Uygulamalarımda 'alan adlarını' nasıl işlediğimi görmek istiyorsanız bu makaleye göz atabilirsiniz. Orada bu konuyu anlatmak için çok zaman harcıyorum.
Kotlin ile yaptığımız çalışmada, etki alanımızdaki depoda tanımlanan bir türün kullanılması gibi mantığın birden fazla katmanda karıştığı bir sorunla karşılaştık. Temiz Mimari açısından bu mümkün değildir ancak herkes hata yapar.

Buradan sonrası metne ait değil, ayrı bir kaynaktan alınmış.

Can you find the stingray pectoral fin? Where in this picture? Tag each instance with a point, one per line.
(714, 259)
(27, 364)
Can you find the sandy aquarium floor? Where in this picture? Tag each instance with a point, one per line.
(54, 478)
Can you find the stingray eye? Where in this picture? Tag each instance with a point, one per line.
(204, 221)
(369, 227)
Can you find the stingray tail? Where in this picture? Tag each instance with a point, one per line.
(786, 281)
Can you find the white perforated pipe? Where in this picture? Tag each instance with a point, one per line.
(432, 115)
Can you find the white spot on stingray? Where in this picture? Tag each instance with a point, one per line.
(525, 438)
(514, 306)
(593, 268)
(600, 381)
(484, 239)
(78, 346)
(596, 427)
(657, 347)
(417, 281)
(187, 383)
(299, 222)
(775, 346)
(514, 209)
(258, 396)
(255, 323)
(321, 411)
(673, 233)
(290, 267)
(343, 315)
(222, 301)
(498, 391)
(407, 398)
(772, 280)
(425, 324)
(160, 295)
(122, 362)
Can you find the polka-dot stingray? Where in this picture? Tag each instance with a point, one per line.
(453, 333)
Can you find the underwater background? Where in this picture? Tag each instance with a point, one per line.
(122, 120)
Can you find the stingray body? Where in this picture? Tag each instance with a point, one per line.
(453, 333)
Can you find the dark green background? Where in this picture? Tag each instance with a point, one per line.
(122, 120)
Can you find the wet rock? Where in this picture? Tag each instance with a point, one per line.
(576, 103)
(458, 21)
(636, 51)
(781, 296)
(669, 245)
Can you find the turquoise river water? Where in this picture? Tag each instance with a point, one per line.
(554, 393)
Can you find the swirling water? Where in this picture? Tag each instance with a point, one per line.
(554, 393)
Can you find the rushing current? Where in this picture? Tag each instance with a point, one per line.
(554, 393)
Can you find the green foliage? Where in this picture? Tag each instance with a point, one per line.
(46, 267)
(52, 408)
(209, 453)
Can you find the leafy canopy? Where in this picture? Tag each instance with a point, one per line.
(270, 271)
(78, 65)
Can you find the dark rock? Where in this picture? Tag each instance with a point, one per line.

İşte o zaman mimarimizi birim test etmeye yönelik bir araç olan ArchUnit'i keşfettik. Temel olarak mimarimize doğru şekilde bağlı kalıp kalmadığımızı kontrol eder.
Belirli bir mimariyi sürdürüyorsanız, bir noktada bunun bozulup bozulmadığını kontrol edecek bir araca sahip olmak faydalı olabilir. Dependency-cruiser gibi bir araç bu bakımdan çok değerli olabilir.
Böylece, ön uç projelerinizi geliştirmek için diğer dillerden ve çerçevelerden alınan temel kalıp listem sona eriyor. Umarım bu bilgiyi faydalı bulmuşsunuzdur ve bu stratejilerden en az biri, bunu kendi işinizde uygulamanız için size ilham vermiştir!